Preclinical studies suggest various properties with MO leaf, seed, and root extracts, including anticancer (3) (4), hepatoprotective (10), hypoglycemic (12) (41), anti-inflammatory (13) (14), antibacterial (18) (19) (42), antifungal (20), antiviral (21), and antisickling (37) effects. Models suggest potential to protect against Alzheimer’s disease (29) and digestive ulcers (24) (43), promote wound healing (30), and lower cholesterol levels (25).
Studies in humans are quite limited. Preliminary findings suggest MO exerts a small positive effect on lipid profiles (38). An MO leaf powder increased insulin secretion in healthy subjects (44), and improved nutritional status and intake of AIDS patients undergoing antiretroviral therapy (45). A systematic review determined that well-designed human studies on safety and utility of moringa in diabetic or prediabetic patients are needed (48).
Mechanism of Action
Moringa is a nutritionally rich botanical with a high polyphenol content, including phenolic acids, flavonoids, and glucosinolates (48). In preclinical studies, fiber content of MO leaves mediated quercetin-3-glucoside to improve glucose tolerance (7) (12). Phenolic glycosides from the fruit show anti-inflammatory effects by inhibiting nitric oxide (13). Dipeptide and urea derivatives from MO roots also have anti-inflammatory and antinociceptive effects (14). The ethanolic seed extract produced immunosuppressive and anti-inflammatory effects by inhibiting leukocytes and splenocytes (15) as well as histamine release from mast cells (16).
In an animal model, MO root extract demonstrated protective effects on the liver and kidney in a dose-dependent manner (22). Hepatoprotective effects from acetaminophen toxicity may occur by maintaining glutathione levels (11). MO extract may protect against stomach ulcers by modulating 5-HT3 receptors (24) and lower cholesterol by inhibiting HMG-CoA reductase (25).
Lab experiments suggest an array of other properties in this botanical. A leaf extract exhibited protective effects against Alzheimer’s disease by modulating brain monoamines (29). It also may help promote wound healing by increasing collagen deposits (30). Anticancer effects may occur via apoptosis (3) (4) and NF-kappaB inhibition (5) (46).
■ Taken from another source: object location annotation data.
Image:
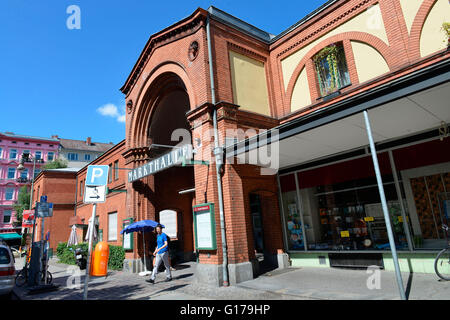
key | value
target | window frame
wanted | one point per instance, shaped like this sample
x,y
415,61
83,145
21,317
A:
x,y
341,78
10,216
11,152
116,170
12,193
9,170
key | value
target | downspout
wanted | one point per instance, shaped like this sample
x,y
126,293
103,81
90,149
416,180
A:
x,y
218,152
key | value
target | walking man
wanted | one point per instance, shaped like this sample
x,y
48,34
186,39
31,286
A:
x,y
162,254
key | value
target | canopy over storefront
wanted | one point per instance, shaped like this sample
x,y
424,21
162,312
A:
x,y
10,236
410,105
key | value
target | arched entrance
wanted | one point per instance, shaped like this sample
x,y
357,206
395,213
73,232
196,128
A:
x,y
162,124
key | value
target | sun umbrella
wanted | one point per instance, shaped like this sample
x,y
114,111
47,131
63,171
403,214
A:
x,y
89,231
144,226
73,239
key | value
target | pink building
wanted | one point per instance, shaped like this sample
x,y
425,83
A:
x,y
12,146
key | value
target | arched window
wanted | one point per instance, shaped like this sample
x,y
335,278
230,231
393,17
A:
x,y
331,69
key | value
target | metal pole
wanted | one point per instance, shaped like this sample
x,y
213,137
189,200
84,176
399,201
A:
x,y
88,265
384,205
41,257
145,258
31,199
300,210
400,200
218,155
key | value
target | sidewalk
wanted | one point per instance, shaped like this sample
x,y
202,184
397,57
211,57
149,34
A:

In an animal model, an MO extract helped prevent chemically-induced tumor formation by increasing glutathione activity (6).
A moringa water extract showed hormone-modulating properties, stimulation of uterine and cervical epithelium metaplasia (26) (27), and antifertility effects (28). In a murine model, MO was genotoxic at supra-supplementation levels of 3,000 mg/kg body weight (39). In a case report of Stevens-Johnson Syndrome linked to ingestion of moringa, pathogenesis may be related to an immunomodulatory effect such as a delayed Th1-mediated hypersensitivity reaction (49).
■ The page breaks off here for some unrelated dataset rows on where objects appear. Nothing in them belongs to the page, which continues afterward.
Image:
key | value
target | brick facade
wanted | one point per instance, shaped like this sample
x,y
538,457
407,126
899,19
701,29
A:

Stevens-Johnson Syndrome: In a 53-year-old man with diabetes and hypertension who was admitted with fever, rash, painful blisters and swallowing difficulties. Onset was approximately 14 hours after consuming food containing moringa leaves. A similar episode occurred 3 months prior after consuming curry containing moringa leaves (49).
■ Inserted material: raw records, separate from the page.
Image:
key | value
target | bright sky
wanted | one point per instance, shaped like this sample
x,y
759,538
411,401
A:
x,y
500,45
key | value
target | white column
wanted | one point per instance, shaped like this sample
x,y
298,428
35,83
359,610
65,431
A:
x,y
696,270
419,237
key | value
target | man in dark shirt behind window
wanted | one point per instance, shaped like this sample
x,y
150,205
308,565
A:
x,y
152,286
- Cytochrome P450 substrates, including CYP3A4: In preclinical models, moringa increased the bioavailability of rifampin (34) and inhibited CYP3A4 (35). Clinical relevance has yet to be determined.
- Sitagliptin: In an animal model, chronic co-administration with moringa decreased antihyperglycemic effects of sitagliptin (47). Clinical relevance has yet to be determined.